American Sport Art Museum & Archives Art Committee member Kay Daughdrill (l) and United States Sports Academy President Dr. Thomas P. Rosandich (r) present LeRoy Neiman with the Sport Artist of the Year award.

Legendary artist LeRoy Neiman has been named Sports Artist of the Year 2007 by the American Sport Art Museum and Archives (ASAMA), a division of the United States Sports Academy (Academy). Academy President Dr. Thomas P. Rosandich presented the award to Neiman at an invitation only event on September 18 at the Hammer Galleries in New York City.

Neiman is best known for his images of sport and leisure activities and considered one of the most popular living artists in the United States.

His ability to portray sport action quickly through a variety of mediums has allowed his work to be shown on Olympic telecasts, where he created “on the spot” images on television during the 1972 Summer Games in Munich and drew a mural live in the studio background during ABC’s telecast of the 1976 Games in Montreal. His role in pop culture spanned for decades, creating works for Playboy magazine since its inception in 1954 and having two of his works displayed prominently in the 1982 film Rocky III. He also appeared as a ring announcer in three of the Rocky movies.

Like many Rocky sequels, Neiman’s work was a media and pop culture darling. His illustrations for a short story in Playboy, “Black Country” in 1954 earned the magazine an award from the Chicago Art Director’s Club.

Like ASAMA, Neiman found a niche in sport art that was untouched and pioneered the genre with great enthusiasm.

“For an artist, watching a (Joe) Namath throw a football or Willie Mays hit a baseball is an experience far more overpowering than painting a beautiful woman or leading political figure,” Neiman once said. “Concentrating on sports has helped me because I couldn’t refer back to past movements. There hasn’t been any sports art to speak of. . . .I’ve had the field pretty much to myself.”
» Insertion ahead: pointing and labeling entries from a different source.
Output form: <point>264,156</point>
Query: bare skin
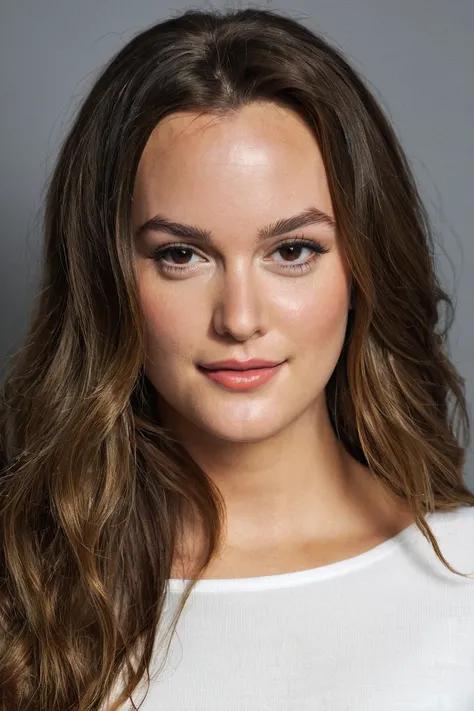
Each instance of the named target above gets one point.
<point>295,499</point>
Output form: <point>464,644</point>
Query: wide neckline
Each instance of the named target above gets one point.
<point>301,577</point>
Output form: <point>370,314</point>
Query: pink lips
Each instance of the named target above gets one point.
<point>242,379</point>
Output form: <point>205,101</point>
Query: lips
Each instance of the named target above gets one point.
<point>241,379</point>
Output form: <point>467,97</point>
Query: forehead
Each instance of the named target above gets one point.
<point>262,159</point>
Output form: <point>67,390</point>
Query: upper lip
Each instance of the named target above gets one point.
<point>240,364</point>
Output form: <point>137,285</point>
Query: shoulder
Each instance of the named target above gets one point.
<point>454,532</point>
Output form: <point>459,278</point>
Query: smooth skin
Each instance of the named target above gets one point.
<point>294,497</point>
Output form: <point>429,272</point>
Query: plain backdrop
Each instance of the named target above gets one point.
<point>416,55</point>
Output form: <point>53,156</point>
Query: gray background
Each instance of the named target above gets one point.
<point>418,58</point>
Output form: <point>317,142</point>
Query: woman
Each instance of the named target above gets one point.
<point>230,190</point>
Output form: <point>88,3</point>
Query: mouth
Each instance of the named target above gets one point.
<point>241,380</point>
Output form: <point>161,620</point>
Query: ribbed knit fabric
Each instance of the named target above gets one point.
<point>391,629</point>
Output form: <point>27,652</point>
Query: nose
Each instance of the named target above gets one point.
<point>239,307</point>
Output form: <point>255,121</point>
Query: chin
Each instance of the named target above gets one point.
<point>243,431</point>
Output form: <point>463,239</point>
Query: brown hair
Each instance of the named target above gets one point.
<point>93,489</point>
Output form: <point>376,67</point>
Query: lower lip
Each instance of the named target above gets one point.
<point>242,379</point>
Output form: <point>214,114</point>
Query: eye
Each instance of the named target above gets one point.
<point>290,247</point>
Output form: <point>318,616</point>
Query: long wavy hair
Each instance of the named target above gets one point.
<point>94,491</point>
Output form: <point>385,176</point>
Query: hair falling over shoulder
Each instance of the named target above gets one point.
<point>93,490</point>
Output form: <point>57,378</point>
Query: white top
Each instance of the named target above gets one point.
<point>391,629</point>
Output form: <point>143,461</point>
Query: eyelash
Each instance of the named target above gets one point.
<point>318,249</point>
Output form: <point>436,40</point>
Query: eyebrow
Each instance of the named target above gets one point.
<point>311,216</point>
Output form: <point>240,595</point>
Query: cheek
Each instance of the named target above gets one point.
<point>172,330</point>
<point>317,316</point>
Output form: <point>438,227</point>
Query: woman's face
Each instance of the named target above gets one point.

A member of the New York City Advisory Commission for Cultural Affairs since 1995, Neiman has had hundreds of works appear in nine books and has produced at least eight limited-edition serigraphs (silkscreen prints) every year since 1971 to be distributed and sold in selected galleries. He has received four honorary degrees and, among others, an Award of Merit from the Amateur Athletic Union (AAU), a Gold Plate Award from the American Academy of Achievement and a Lifetime Achievement Award from the Muscular Dystrophy Association.

The Sport Artist of the Year award has been presented by ASAMA since 1984 as part of the Academy’s Awards of Sport program, honoring the artist and the athlete.

Past recipients of the Sports Artist of the Year include Hans Erni, Charles Billich, Ernie Barnes, and Mina Papatheodorou-Valyraki. To learn more about the Sport Artist of the Year, please visit http://www.asama.org/awards/sportartists.

ASAMA houses what is believed to be the largest collection of fine sport art in the world and is dedicated to the collection, display and preservation of sports history, art and literature. The museum exhibits world-renowned sport artists Erni, Billich, Ernie Barnes and the famed Spanish artist Cristóbal Gabarrón.

Since its inception, ASAMA has recognized the importance of the cultural connectivity of athletic competition and artistic expression. The tradition of artistically rendering the human expression that is sport provides the focus for ASAMA. This is embodied by the Sport Artist of the Year. The award is presented annually to an individual who captures the spirit and life of sport so that future generations can relive the drama of today's competition. Recipients have used a variety of art media including oil and canvas, photography, illustrations, sculpture, assemblage and more to depict the breadth and scope of both the agony and ecstasy in sport.